I realised then that the chains containing the dragon, no matter how short, had no way of preventing it from burning me to a crisp.
The animal unfurled its massive wings and beat them several times, the movement sending waves of dusty wind over our faces and that of the spectators.
I held my breath and watched with squinted eyes, riveted, as it raised itself off the ground, its wings beating furiously, making a whirring sound.
It was trying to escape, but the shackles forced it back down. It snorted flames and tried again.
I could tell by the look on Axel’s now pale face that he considered this a bad omen. The dragon didn’t want me. I wasn’t meant to be a challenger.
My heart thrummed against my chest. Choose me. Choose me. But don’t bloody burn me.
The dragon seemed to read my mind, for it stopped flapping and settled on its back legs again, drawing itself to full height before leaping closer.
It snorted and I felt the warm breath aga
inst my face.
Sweat dripped down my back and every muscle in my body ached from trembling so hard.
It looked me in the eye, its hard orange eyes unblinking as it sucked in a large breath that caused its green scaly chest to swell.
It was going to burn me alive.
I screamed inwardly and shut my eyes.
But the flames didn’t come.
Instead I felt a strong brush of air against my face as the animal flapped its wings. More dust swirled and I opened my eyes just as the shackles on the animal’s hind legs snapped and the dragon soared up into the sky, straight up, until it disappeared altogether.
From across the arena, the king shook his head and motioned for the guards to untie me.
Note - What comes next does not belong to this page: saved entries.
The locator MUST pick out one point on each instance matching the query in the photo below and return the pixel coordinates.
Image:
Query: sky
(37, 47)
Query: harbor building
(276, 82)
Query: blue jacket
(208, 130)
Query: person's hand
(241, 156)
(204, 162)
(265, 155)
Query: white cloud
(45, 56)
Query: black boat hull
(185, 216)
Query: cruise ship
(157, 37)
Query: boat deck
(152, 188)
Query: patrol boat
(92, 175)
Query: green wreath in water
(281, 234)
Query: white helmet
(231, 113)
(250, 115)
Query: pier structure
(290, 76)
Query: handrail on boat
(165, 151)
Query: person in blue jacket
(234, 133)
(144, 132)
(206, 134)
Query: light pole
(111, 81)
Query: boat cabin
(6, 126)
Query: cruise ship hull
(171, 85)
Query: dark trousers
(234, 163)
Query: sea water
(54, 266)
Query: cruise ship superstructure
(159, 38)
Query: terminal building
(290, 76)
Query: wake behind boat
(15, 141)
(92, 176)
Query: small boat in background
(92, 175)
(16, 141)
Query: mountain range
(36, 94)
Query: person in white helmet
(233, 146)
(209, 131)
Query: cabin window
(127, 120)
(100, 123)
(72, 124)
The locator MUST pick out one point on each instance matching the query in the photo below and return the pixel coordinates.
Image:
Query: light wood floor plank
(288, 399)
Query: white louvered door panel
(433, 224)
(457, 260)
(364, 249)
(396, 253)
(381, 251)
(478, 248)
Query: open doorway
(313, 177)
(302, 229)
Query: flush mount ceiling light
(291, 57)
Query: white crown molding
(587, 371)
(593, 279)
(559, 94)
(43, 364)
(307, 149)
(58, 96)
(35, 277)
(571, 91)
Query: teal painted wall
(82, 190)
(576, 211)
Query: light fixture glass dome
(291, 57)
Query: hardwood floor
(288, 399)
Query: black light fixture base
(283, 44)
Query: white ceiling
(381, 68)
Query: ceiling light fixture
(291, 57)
“What does this mean?” I asked Axel, who watched me, wide-eyed, his face still pale. The king was sharing heated words with Ollie, but I couldn’t hear what they were saying.
Axel finally sprang into action, straining against his shackles and swearing at the guards.
“Leave her alone. If you dare put her in the dungeons, I’ll kill you. I swear I’ll kill you all.” He glared at the king. Perhaps there was something I didn’t know. Something bad that happened to you when you didn’t get chosen.
The other challengers had now been unshackled and were rubbing their wrists and moving away from me with a mixture of pity and fear in their eyes. Axel had been released, but was being held by a guard while the other two unshackled me.
The guards had only just managed to unshackle my arms when a dark shadow passed over us.
“Run!” somebody shouted.
The guards leapt to their feet and ran. So did almost everyone else.
Jacob, Axel, and Noah turned to me. Axel was being forced to run by the two guards who held him.
“Run!” Noah screamed at me, but I couldn’t. My legs were still shackled.
The shadow passed over me again, and then again.
The dragon was circling above me, like I was its prey.
Jacob fought against Reece, who held him and screamed into Jacob’s face that it was too late. The spectators were scrambling over each other to get out of the arena. The animals in their enclosures were going crazy.